I Fondi dovranno altresì stabilire prestazioni di durata almeno pari ai trattamenti di integrazione salariale, a seconda della soglia dimensionale dell’impresa e della causale invocata, e l’importo dell’assegno non potrà essere più basso della Cassa Integrazione.
La riforma opera, inoltre, una modifica anche con riferimento alle causali di intervento.
Viene non soltanto ampliata la causale della «riorganizzazione aziendale», facendovi rientrare anche i casi in cui le aziende vi ricorrano per realizzare processi di transizione, ma sono anche apportate modifiche anche alle disposizioni relative al programma di riorganizzazione aziendale, stabilendo che il recupero occupazionale potrà essere realizzato anche mediante la riqualificazione professionale dei lavoratori e il potenziamento delle loro competenze.

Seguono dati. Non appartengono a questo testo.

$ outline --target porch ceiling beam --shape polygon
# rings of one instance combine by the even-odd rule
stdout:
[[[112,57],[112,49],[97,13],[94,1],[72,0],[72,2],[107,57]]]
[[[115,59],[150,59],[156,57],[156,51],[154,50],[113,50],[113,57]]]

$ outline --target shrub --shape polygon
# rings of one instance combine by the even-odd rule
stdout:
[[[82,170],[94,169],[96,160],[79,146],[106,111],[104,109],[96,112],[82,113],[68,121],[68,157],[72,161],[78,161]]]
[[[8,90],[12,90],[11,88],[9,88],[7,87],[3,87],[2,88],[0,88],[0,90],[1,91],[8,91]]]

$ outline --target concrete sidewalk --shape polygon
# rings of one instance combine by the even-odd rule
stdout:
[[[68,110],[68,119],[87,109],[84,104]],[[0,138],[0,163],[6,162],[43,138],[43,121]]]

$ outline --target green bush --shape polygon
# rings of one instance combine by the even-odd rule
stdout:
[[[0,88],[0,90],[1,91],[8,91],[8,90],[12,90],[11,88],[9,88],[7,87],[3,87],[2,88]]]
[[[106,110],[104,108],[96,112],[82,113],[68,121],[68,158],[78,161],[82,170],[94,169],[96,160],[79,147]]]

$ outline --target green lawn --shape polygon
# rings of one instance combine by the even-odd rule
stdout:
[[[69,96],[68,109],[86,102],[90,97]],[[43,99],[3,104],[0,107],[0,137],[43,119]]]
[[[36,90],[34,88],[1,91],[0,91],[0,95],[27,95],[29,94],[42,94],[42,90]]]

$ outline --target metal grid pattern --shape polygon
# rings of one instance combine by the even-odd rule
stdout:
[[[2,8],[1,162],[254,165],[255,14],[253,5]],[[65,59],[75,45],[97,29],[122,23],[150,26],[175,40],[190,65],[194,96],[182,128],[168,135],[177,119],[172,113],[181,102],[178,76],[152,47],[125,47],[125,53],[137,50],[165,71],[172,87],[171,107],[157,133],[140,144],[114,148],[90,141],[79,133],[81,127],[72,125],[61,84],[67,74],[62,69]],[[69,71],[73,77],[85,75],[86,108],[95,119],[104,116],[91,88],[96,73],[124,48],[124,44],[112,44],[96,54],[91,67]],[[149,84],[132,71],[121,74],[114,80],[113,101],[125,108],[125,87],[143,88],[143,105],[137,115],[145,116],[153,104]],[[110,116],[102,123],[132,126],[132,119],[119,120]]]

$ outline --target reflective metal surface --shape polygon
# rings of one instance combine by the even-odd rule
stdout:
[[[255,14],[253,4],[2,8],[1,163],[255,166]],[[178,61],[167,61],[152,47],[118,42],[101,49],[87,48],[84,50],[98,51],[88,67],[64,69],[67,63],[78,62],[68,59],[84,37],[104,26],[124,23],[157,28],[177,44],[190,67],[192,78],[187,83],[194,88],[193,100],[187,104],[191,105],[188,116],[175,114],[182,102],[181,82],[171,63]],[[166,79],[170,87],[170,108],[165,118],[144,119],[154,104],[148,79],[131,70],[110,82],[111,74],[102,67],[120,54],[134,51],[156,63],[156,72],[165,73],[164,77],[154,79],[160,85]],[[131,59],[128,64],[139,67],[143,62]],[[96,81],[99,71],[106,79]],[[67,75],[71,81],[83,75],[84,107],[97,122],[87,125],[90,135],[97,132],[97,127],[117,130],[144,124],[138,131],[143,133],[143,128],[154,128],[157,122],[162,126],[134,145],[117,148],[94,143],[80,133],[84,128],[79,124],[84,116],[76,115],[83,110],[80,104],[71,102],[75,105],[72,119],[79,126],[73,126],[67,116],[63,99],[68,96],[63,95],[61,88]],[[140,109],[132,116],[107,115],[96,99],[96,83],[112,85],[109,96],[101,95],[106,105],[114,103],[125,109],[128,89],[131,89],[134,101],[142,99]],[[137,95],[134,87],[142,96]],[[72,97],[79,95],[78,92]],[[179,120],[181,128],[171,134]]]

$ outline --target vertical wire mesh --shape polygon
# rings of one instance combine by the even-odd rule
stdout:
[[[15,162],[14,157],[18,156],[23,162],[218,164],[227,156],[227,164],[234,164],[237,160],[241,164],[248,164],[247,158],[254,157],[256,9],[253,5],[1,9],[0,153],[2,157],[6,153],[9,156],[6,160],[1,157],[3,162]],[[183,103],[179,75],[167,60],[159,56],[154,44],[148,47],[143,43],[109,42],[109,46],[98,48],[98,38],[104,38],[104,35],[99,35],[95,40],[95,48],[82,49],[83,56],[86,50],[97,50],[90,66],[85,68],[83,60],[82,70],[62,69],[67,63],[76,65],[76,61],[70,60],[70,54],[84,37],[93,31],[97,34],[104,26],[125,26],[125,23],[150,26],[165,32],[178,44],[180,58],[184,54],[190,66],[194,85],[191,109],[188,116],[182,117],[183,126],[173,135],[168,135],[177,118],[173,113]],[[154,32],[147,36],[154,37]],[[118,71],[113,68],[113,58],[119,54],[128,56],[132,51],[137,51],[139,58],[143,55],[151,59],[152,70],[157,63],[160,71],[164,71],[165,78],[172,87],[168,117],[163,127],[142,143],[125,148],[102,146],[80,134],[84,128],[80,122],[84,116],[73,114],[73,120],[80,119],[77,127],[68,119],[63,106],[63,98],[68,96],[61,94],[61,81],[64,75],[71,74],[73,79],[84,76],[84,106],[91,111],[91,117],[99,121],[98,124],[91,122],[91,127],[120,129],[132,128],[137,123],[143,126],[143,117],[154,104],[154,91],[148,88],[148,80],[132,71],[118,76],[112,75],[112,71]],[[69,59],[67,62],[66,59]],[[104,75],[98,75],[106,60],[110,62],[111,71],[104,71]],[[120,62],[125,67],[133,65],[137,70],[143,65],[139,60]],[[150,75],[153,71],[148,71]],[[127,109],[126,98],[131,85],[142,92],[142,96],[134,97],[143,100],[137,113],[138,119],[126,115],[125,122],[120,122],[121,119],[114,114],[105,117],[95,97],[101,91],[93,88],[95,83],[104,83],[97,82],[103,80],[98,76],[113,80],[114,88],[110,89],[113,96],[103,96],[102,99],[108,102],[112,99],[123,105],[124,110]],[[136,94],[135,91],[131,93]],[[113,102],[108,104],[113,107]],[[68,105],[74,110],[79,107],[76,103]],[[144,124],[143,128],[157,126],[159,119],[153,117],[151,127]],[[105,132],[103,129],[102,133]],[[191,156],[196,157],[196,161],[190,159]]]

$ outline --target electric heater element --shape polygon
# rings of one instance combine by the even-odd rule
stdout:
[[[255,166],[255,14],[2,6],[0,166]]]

Aspetto, questo, di peculiare importanza, perché espressione evidente della circostanza che, nel quadro degli ammortizzatori sociali, c’è la volontà, che non si può non accogliere positivamente, di muoversi nella direzione della ‘universalità’.
Ciò considerato, sembra necessario altresì:
– rimuovere ogni disparità nell’accesso alle prestazioni di sostegno al reddito e rendere la rete di protezione tempestiva e efficace a prescindere dal settore, dalle dimensioni d’impresa e dalla natura contrattuale dei rapporti di lavoro;
– sanare, per quanto possibile, le criticità emerse sia nel corso dell’emergenza pandemica sia in epoca precedente, sia per quanto riguarda l’eccessiva frammentazione del sistema di integrazione al reddito e le disparità in termini di entità e tempestività delle prestazioni, sia per ciò che concerne le penalizzazioni che attualmente subiscono i soggetti dotati di contratto a tempo parziale e temporaneo, nonché quelli con percorsi di carriera e contributivi intermittenti relativamente all’accesso, all’entità e alla durata delle prestazioni, con riferimento sia all’integrazione in costanza di rapporto di lavoro, sia ai sussidi di disoccupazione;
– puntare a un universalismo differenziato: il sistema deve essere in grado di garantire a tutti, a prescindere dal settore, dalle dimensioni dell’impresa, dalla categoria occupazionale e dalla tipologia contrattuale, una rete di protezione economica adeguata per quanto concerne entità e durata.